This answer is more generic advice than Buddhist specific advice, as it was originally written. In the comments the OP ties hard to rationalise by making an analogy (similar to writing an essay about a fly when asked about a fish, citing that flies come a fish market) after the the post was make.
I feel it should:
- rewritten from a Buddhist perspective or POV
- if the above does not happen, deleted
Having a Buddhist POV does not necessitate citation though this will be good, but should be that a beginner reading will see relationship with this and a Buddhist Concept. A reader should feel, "Yes. This is a Buddhist answer.". If a reader feels this is a Buddhist answer then it should be "on topic" (related to Buddhism, about Buddhism, from a Buddhist POV or perspective). Again this has nothing to do with being: strict or not, having quotation of not, citations or not, providing or not providing links. It is more how it is presented. E.g. (this may not the the perfect examples and hope it does not lead to more diversions from the issue at hand) It is like layman's terms and technical terms. (This does not again imply content should be full of technical terms, there should be enough parallel to relate this to a Buddhist concept.)
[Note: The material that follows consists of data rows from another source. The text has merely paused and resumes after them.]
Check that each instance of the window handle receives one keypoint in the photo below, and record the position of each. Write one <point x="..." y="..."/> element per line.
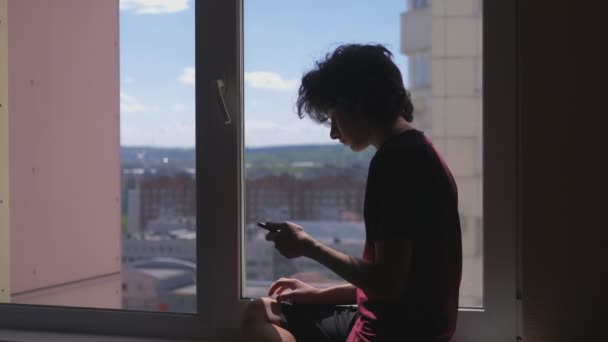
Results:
<point x="221" y="89"/>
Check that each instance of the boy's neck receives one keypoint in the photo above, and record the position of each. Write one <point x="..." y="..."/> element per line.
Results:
<point x="401" y="125"/>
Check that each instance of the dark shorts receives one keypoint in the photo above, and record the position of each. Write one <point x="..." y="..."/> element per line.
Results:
<point x="318" y="323"/>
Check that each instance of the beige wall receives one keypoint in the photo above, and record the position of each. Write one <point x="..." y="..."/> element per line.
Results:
<point x="5" y="247"/>
<point x="64" y="152"/>
<point x="563" y="114"/>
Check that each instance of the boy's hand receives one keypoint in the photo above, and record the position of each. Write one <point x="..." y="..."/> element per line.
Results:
<point x="290" y="239"/>
<point x="297" y="291"/>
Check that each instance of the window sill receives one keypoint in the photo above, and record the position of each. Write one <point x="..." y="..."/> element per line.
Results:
<point x="41" y="336"/>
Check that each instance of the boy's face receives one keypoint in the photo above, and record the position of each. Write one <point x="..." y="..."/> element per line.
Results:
<point x="352" y="130"/>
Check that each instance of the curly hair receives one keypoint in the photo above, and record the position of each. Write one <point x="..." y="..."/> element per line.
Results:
<point x="355" y="78"/>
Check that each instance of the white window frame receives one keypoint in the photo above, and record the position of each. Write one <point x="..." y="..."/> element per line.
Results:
<point x="220" y="206"/>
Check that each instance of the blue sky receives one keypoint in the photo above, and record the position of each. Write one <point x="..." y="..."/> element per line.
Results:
<point x="283" y="38"/>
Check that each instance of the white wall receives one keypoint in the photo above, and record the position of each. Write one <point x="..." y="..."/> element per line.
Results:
<point x="64" y="148"/>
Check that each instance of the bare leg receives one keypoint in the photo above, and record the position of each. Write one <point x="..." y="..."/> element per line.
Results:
<point x="261" y="322"/>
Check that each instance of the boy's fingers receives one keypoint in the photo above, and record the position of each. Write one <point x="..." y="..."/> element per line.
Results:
<point x="288" y="283"/>
<point x="271" y="236"/>
<point x="275" y="226"/>
<point x="287" y="296"/>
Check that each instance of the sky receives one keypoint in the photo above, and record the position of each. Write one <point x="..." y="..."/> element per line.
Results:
<point x="283" y="38"/>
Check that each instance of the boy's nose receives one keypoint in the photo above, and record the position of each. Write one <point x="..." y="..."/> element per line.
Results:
<point x="333" y="132"/>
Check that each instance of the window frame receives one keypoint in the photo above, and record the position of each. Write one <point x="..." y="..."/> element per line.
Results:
<point x="219" y="55"/>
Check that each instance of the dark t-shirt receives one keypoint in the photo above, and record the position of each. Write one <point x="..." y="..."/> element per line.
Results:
<point x="411" y="195"/>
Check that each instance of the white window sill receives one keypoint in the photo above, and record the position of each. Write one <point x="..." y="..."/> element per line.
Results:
<point x="40" y="336"/>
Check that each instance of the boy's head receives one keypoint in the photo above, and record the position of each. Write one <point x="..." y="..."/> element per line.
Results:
<point x="355" y="80"/>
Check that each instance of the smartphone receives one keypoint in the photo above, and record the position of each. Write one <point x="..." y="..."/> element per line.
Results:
<point x="265" y="226"/>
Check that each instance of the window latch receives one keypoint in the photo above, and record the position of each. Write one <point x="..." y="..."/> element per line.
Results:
<point x="221" y="88"/>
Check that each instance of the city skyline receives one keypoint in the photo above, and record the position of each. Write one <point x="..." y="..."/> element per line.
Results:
<point x="157" y="92"/>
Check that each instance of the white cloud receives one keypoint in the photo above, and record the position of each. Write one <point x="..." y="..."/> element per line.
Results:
<point x="178" y="107"/>
<point x="130" y="104"/>
<point x="270" y="133"/>
<point x="154" y="6"/>
<point x="269" y="80"/>
<point x="168" y="133"/>
<point x="128" y="79"/>
<point x="188" y="76"/>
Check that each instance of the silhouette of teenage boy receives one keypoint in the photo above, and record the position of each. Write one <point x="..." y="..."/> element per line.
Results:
<point x="406" y="283"/>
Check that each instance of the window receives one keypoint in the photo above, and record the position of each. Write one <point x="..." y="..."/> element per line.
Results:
<point x="221" y="141"/>
<point x="419" y="4"/>
<point x="419" y="69"/>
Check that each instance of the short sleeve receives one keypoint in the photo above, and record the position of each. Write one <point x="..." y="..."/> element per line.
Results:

Put it another answers should not be like something put together through general knowledge, or other form of domain knowledge, alone, i.e., not expert answer. What I mean here as expert is someone with some domain knowledge vs not domain knowledge on relative basis than someone with little domain knowledge vs deep domain knowledge. (Aside from this: when leaving comments some demonstrable research may be warranted as update additional information will require attention and effort. Also people may lose faith in the site when trivial or things taken for grant is asked.)